Although piezoelectrics have been used for many years, Sharma’s team is exploring new possibilities by beefing up the effect in natural piezoelectrics. Doing so requires understanding the phenomenon that spurs piezoelectricity, known as “flexoelectricity.”
“Flexoelectricity, at the nanoscale, allows you to coax ordinary material to behave like a piezoelectric one. Perhaps more importantly, this phenomenon exists in materials that are already piezoelectric. You can make the effect even larger,” Sharma says.
For example, the piezoelectricity in barium titanate can be increased by 300 percent when the material is reduced to a 2-nanometer-beam and pressure is applied. “Thus, you’ll take an ordinary piezoelectric material and really give it some juice,” he says.
Sharma underscores the flexoelectric effect is a function of size – and the smaller the better, at least for generating piezoelectric power.
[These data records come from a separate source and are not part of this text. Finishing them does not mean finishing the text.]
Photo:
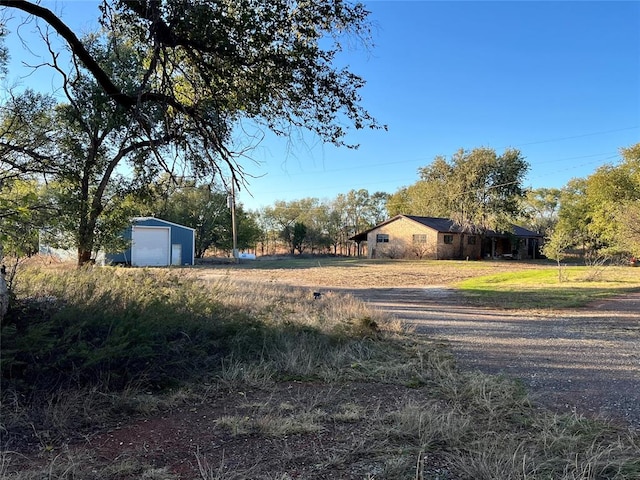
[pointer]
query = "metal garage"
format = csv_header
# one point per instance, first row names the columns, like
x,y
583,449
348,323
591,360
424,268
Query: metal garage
x,y
156,243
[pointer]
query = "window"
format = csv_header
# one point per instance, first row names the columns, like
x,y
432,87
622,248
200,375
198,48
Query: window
x,y
419,239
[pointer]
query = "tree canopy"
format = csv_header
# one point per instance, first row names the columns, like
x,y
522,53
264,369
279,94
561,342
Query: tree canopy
x,y
169,77
478,189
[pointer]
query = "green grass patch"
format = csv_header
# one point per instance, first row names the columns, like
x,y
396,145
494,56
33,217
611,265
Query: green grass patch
x,y
565,287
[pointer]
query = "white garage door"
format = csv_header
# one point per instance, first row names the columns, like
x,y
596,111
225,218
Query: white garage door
x,y
150,246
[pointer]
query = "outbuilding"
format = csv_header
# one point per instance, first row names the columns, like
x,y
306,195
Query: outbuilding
x,y
156,243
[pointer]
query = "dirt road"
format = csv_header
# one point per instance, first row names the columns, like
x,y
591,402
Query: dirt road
x,y
586,359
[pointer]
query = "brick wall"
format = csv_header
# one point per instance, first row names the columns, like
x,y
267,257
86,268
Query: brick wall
x,y
401,245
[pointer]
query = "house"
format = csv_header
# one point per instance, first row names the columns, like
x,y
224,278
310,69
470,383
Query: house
x,y
155,243
409,236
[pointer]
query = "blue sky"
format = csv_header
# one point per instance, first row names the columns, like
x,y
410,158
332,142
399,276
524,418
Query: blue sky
x,y
559,80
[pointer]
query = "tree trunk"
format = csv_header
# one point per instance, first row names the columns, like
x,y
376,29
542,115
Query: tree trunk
x,y
4,296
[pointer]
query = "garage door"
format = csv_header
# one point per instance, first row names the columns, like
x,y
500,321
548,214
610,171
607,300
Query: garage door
x,y
150,246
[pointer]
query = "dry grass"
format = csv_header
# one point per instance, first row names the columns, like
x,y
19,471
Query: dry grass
x,y
328,388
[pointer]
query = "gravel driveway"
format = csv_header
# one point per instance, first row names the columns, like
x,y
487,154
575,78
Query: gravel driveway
x,y
587,360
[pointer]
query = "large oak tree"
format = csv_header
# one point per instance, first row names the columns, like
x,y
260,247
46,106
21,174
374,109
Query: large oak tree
x,y
196,68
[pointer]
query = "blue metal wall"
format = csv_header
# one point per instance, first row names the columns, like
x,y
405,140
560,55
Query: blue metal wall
x,y
179,235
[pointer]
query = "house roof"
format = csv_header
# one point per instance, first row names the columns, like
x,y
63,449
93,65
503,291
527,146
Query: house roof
x,y
443,225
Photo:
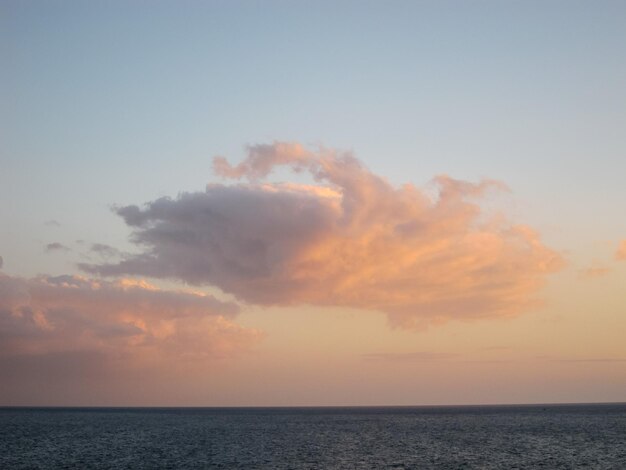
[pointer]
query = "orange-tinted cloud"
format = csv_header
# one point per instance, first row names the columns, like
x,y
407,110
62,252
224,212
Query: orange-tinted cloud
x,y
351,239
594,272
66,315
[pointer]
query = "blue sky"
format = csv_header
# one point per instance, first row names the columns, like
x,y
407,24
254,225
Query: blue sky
x,y
118,103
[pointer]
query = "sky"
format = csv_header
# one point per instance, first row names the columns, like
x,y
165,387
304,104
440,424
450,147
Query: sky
x,y
245,203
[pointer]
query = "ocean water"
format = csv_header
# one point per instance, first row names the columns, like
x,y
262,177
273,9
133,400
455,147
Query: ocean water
x,y
484,437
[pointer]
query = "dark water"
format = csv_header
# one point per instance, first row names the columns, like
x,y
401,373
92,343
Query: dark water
x,y
551,437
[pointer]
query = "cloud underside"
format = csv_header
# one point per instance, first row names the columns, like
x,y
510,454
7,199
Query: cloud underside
x,y
69,316
350,239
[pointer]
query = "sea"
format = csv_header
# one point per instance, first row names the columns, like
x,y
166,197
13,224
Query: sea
x,y
460,437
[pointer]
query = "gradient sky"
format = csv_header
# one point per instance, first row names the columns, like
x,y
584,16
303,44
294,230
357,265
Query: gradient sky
x,y
412,202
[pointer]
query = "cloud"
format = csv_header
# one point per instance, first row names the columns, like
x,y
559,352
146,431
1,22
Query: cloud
x,y
421,356
56,246
106,251
350,239
594,272
121,319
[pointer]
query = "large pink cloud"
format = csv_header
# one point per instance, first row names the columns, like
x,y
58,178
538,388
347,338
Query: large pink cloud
x,y
124,319
350,239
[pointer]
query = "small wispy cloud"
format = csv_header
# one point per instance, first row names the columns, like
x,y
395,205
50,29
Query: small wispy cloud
x,y
581,359
420,356
594,272
56,246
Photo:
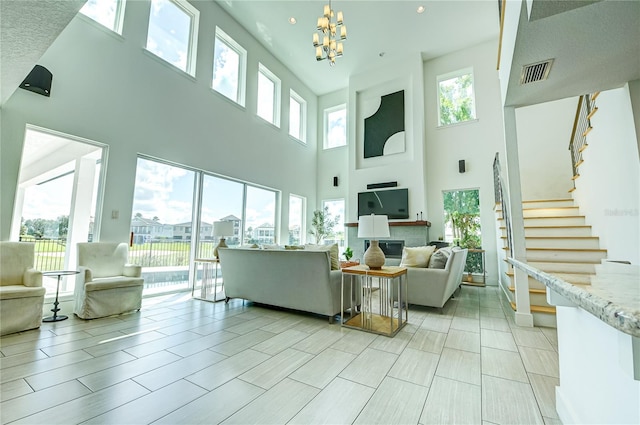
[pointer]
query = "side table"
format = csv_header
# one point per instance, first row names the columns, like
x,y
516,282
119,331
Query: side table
x,y
390,315
209,285
55,309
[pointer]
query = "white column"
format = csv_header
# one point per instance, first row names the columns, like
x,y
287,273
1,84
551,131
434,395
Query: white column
x,y
80,214
523,315
16,222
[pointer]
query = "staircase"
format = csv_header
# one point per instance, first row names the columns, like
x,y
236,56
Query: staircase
x,y
558,242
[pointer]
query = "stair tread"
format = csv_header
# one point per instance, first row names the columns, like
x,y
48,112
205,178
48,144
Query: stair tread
x,y
531,291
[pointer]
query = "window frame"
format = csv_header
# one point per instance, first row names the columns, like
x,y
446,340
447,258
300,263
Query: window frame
x,y
231,44
118,20
325,126
451,75
192,48
295,97
277,101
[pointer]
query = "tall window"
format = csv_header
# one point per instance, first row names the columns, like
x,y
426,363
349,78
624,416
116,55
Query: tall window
x,y
260,216
335,127
456,99
336,210
173,30
296,220
109,13
268,96
297,116
229,68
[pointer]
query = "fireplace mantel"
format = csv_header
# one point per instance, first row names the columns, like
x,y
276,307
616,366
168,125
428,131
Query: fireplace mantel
x,y
398,223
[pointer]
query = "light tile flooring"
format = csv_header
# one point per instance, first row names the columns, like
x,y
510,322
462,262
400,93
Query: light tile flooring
x,y
184,361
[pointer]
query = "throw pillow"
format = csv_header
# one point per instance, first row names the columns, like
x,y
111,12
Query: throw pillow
x,y
416,256
439,258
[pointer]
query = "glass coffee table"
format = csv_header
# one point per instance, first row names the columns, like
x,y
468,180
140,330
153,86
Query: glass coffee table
x,y
55,309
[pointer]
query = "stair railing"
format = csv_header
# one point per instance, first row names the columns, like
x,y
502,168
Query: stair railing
x,y
581,128
500,198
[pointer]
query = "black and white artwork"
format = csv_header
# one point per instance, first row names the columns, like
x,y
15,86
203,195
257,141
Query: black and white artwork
x,y
384,130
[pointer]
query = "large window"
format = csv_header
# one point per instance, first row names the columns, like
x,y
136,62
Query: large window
x,y
268,96
297,212
229,68
335,127
456,99
109,13
336,211
260,216
297,116
173,30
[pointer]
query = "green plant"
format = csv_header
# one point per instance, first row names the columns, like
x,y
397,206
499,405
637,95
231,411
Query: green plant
x,y
322,224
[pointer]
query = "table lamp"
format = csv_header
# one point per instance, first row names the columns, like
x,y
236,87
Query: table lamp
x,y
222,229
373,227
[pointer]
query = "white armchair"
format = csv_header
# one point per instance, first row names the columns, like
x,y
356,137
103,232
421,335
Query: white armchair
x,y
21,291
106,285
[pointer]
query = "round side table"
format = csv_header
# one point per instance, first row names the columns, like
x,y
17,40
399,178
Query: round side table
x,y
55,309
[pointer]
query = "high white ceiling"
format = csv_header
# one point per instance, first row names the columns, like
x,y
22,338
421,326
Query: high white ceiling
x,y
392,28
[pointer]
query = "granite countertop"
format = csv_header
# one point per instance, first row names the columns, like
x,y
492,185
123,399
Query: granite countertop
x,y
613,295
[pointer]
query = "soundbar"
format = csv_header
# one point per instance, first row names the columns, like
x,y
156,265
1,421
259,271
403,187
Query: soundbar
x,y
381,185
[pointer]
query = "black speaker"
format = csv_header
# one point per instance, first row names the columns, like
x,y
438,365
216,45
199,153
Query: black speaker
x,y
38,81
381,185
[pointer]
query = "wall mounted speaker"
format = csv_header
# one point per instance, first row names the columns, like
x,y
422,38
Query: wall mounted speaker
x,y
381,185
38,81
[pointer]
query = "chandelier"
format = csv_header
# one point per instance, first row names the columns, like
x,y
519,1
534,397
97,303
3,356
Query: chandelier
x,y
331,30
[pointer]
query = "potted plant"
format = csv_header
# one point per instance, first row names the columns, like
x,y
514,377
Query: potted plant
x,y
322,224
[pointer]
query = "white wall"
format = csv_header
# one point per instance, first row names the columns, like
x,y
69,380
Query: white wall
x,y
543,132
608,190
406,168
476,142
108,89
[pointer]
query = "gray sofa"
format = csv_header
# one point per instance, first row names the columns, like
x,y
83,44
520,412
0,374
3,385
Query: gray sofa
x,y
434,287
294,279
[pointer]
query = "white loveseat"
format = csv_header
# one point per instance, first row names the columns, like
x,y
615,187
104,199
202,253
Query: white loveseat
x,y
21,291
294,279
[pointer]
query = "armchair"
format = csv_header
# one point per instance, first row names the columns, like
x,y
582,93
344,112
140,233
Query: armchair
x,y
106,284
21,291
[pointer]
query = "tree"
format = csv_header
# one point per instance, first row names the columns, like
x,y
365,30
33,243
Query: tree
x,y
63,226
322,224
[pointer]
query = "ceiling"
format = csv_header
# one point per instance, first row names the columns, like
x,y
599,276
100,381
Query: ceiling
x,y
379,32
599,44
27,29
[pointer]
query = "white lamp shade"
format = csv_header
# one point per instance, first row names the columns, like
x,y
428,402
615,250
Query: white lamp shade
x,y
373,226
223,228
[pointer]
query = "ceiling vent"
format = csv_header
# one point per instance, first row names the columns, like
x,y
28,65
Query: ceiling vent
x,y
533,72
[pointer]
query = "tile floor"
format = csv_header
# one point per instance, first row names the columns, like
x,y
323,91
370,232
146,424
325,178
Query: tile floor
x,y
183,361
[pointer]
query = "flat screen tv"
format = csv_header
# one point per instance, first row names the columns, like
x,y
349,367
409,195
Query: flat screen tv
x,y
393,203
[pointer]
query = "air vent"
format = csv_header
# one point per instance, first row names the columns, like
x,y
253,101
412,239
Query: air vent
x,y
533,72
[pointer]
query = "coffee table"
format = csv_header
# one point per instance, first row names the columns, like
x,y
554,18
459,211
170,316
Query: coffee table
x,y
55,309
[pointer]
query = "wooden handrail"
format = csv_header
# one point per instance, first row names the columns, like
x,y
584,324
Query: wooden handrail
x,y
504,4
Materials with nanoscale features – such as nanoscale thin plates stacked on each other or materials with particles or holes the size of a few nanometers – exhibit a much larger flexoelectric effect, he says.
Sharma and Ken White, who directors UH’s Center for Reliability of Ceramics, has been studying the relationship between flexoelectricity and elasticity. They wondered if elasticity is affected by flexoelectricity-caused electrical activity. The duo devised experiments that were focused studying this phenomenon in single crystals.
Sharma and White received an NSF grant in 2008 to develop a method they named nanoindentation. Nanoindentation uses the tip of an atomic force microscop make indentations to evaluate the material’s hardness.
“We basically predicted that when you poke [a single crystal], because of this electrical activity, depending upon how big a crater you create, your elastic behavior will change. It’s not supposed to. Ordinarily, whether you make a big crater or small crater, if you calculate how stiff it is or soft it is, it’ll give you the same answer – a constant,” Sharma says.
“By monitoring the stiffness of the material as the crater became larger and larger,” White says, “we discovered a change in elasticity relative to size, which could only be explained by flexoelectric effect.”
Though a fair amount of research on piezoelectrics has been done, White says, the fabrication of piezoelectric nanostructures remains challenging. The amount of power that can be harvested is still too low to actually power wearable devices, he says, unless efficient electric storage solutions, like nanocapacitors, also are conceived.